Data: 2007-03-26 15:19:38
Temat: Re: Ropny katar u dziecka-walczymy już ponad pół roku a on ciagle jest
Od: "Jurek" <m...@o...pl>
Pokaż wszystkie nagłówki
Użytkownik "Lucasdm" <x007@WYTNIJ_SPAMpoczta.onet.pl> napisał w wiadomości
news:eu8ee7$1cn$1@news.onet.pl...
> Nasz maluch ma 19 mcy. Od września męczy go katar-zielony, zielono-żółty.
> Nasz pediatra leczy go gentamycyną-są to krople do oczu a nie do nosa, ale
> aplikujemy zgodnie z poleceniem do nosa. "Wlalismy" juz w niego kilka
> buteleczek od wrzesnia- pomagają chwilowo, po czym po jakichs czterech
> dniach katar powraca. Czy macie jakies doswiadczenia z taką metoda
> leczenia bo my juz zaczynamy miec obawy-zbyt dlugo to trwa i jest mało
> skuteczne.Gentamycyna działa niekorzystnie na słuch.Czy ta stosowana
> miejscowo także go obciąża?
> Robiliśmy mu wymazy z nosa oraz antybiogramy. Zawsze leczony wg
> antybiogramu. Niestety efekt także chwilowy...

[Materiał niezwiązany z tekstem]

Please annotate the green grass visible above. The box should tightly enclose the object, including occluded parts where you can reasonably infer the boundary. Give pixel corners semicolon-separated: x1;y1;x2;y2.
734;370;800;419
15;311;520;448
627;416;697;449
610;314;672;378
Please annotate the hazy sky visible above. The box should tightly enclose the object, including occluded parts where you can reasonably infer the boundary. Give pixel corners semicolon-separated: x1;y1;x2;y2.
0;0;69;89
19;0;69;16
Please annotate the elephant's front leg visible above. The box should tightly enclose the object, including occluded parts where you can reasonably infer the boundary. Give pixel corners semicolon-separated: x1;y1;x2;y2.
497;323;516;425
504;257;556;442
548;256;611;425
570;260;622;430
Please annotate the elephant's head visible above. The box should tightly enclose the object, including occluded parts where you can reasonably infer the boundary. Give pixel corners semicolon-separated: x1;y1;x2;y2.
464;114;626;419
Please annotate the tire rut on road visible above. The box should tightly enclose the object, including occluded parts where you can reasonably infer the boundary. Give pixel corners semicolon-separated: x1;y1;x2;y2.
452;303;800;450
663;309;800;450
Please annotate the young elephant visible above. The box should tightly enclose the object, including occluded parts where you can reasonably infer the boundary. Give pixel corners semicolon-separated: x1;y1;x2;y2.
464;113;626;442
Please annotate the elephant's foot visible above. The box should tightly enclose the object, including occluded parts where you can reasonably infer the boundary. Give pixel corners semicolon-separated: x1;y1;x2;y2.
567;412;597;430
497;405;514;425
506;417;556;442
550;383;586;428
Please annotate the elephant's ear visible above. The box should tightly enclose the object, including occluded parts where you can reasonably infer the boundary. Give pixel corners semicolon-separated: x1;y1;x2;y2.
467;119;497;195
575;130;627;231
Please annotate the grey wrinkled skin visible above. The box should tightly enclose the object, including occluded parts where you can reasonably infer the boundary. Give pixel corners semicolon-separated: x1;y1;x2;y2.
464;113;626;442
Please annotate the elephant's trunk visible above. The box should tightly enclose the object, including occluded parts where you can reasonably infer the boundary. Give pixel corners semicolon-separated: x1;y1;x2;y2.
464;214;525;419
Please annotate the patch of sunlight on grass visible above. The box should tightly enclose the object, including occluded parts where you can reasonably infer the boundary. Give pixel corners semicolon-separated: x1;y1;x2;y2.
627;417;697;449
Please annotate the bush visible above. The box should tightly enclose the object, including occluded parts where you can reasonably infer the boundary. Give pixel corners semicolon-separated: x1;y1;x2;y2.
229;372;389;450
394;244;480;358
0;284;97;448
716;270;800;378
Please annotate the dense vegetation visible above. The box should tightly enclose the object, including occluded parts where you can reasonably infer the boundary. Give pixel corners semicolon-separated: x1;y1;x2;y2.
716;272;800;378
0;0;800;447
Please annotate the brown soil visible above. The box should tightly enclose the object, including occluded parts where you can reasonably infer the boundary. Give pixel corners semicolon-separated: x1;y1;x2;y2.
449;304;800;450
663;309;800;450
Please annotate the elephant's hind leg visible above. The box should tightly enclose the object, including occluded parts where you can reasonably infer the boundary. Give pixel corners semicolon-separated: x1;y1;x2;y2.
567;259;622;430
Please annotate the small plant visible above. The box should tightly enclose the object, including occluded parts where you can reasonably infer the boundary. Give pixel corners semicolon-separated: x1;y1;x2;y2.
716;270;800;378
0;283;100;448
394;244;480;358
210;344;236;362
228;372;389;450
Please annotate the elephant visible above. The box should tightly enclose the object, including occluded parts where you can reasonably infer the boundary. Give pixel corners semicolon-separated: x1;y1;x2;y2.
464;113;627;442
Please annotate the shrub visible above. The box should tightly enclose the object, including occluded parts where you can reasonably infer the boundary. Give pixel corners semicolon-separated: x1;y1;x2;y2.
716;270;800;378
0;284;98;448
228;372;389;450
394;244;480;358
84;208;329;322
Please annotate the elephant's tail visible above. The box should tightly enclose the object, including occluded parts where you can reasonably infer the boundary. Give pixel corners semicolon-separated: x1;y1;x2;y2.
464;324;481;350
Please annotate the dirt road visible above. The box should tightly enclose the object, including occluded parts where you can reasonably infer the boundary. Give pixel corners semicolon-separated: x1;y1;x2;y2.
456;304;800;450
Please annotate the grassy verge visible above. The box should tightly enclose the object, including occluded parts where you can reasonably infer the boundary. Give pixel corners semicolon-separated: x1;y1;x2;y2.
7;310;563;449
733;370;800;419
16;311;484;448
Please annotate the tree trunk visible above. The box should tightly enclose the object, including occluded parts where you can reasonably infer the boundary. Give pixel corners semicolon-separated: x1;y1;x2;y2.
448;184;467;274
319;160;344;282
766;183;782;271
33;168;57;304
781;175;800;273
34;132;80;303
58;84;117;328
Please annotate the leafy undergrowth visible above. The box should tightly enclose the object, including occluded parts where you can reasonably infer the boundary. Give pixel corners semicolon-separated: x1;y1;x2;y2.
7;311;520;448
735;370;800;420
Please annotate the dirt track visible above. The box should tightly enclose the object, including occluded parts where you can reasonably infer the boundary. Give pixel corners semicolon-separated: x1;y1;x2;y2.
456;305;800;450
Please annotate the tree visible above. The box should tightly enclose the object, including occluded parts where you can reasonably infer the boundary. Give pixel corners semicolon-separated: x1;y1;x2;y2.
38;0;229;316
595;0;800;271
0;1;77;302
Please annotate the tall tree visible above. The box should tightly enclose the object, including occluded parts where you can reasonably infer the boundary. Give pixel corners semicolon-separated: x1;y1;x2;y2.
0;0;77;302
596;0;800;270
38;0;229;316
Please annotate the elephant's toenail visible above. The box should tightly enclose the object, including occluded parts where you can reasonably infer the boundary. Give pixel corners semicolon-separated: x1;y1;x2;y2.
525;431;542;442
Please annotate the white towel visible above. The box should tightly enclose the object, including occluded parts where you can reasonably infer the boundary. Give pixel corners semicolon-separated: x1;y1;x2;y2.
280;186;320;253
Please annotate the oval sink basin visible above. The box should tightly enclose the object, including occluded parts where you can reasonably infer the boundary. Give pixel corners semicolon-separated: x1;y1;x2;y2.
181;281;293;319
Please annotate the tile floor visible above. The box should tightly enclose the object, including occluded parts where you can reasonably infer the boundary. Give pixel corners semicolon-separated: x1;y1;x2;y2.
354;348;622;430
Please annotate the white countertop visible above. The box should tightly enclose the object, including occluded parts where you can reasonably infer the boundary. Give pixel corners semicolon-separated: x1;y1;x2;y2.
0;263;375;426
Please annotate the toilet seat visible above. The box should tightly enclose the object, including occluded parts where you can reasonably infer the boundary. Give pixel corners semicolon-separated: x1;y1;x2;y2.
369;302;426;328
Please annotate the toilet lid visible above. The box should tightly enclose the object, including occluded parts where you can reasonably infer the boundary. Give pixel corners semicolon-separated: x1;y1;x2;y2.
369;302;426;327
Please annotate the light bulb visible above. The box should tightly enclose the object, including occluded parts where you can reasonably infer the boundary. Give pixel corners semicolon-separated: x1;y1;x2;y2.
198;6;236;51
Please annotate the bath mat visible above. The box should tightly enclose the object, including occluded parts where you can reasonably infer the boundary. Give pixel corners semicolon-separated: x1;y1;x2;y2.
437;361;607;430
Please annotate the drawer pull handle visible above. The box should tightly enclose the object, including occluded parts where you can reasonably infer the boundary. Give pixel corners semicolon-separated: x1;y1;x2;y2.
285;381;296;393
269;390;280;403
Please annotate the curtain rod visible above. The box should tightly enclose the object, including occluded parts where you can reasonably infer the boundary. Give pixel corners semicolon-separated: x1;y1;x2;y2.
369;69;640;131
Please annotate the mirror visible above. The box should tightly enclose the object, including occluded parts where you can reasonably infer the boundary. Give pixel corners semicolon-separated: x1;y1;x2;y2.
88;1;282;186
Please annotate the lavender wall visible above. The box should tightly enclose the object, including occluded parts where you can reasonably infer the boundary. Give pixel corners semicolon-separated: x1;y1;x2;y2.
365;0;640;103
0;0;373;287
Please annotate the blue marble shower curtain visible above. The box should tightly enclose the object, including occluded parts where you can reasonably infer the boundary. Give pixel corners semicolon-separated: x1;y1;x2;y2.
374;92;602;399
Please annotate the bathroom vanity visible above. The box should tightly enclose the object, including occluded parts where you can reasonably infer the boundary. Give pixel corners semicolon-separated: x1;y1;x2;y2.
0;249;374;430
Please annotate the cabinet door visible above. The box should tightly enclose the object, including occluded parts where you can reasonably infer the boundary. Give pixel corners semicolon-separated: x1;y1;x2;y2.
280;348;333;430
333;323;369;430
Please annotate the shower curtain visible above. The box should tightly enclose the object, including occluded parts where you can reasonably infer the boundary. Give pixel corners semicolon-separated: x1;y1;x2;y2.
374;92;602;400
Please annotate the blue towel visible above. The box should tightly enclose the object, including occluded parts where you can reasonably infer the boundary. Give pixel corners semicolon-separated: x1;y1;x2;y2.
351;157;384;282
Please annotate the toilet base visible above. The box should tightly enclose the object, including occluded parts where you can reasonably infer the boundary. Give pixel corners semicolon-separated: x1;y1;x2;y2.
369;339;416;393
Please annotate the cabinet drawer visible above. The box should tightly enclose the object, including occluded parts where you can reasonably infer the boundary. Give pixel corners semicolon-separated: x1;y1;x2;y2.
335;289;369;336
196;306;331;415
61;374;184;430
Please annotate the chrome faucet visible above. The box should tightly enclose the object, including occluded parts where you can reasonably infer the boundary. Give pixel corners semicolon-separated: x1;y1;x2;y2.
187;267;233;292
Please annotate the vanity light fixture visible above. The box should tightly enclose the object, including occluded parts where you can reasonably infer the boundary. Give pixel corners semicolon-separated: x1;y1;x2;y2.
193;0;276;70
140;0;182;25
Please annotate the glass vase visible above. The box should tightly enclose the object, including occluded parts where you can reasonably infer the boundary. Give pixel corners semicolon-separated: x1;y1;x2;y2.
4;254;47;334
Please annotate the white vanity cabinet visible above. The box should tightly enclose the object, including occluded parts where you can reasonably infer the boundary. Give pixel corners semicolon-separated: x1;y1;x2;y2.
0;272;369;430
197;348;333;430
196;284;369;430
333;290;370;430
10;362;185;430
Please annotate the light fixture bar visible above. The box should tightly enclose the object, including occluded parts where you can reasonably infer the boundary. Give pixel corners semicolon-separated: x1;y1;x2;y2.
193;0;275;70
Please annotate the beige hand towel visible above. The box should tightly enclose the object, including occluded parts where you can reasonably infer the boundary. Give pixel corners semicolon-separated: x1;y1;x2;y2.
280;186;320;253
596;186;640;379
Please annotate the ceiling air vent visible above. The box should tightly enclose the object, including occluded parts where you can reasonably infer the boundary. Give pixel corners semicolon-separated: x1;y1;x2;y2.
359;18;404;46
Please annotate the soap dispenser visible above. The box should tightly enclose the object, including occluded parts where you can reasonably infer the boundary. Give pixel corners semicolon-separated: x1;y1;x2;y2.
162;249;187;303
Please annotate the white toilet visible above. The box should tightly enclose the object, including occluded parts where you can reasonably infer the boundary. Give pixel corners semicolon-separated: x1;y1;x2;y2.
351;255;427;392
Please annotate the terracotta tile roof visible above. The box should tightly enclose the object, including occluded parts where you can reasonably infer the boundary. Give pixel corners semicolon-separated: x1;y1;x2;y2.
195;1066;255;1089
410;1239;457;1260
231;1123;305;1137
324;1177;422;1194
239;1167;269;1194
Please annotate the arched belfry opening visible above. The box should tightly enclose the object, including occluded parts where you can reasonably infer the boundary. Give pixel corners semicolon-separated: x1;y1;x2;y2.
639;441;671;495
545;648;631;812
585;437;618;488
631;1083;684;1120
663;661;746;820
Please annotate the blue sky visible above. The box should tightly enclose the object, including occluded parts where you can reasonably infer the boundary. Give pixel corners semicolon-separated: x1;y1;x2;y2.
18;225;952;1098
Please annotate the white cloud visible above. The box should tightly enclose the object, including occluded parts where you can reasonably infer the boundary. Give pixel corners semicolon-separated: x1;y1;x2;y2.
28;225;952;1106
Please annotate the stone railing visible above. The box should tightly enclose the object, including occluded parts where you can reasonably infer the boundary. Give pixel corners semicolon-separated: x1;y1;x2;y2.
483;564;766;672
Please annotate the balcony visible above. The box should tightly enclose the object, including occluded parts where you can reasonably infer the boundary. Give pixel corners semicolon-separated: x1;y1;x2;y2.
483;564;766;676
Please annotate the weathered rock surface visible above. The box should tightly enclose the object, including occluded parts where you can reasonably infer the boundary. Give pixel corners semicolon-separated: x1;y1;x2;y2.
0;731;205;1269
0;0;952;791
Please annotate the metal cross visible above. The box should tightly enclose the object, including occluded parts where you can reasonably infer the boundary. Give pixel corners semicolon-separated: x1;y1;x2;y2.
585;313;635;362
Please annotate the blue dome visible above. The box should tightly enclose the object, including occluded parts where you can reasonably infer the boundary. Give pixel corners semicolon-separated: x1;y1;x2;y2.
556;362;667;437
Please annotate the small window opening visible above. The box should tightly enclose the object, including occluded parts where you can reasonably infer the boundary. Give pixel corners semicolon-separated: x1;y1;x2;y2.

> Miał już następujące bakterie:
> Sterptococcus pneumoniae,
> Moraxella catarrahalis szczep b-laktomazo +.
> Obecnie siedzi mu w nosie gronkowiec złocisty staphylococcus aureus
> metycylinowrażliwy.
> Z antyboigramu wynika ze jest wrażlwy na Gentamicin oraz Cotrimoxazole.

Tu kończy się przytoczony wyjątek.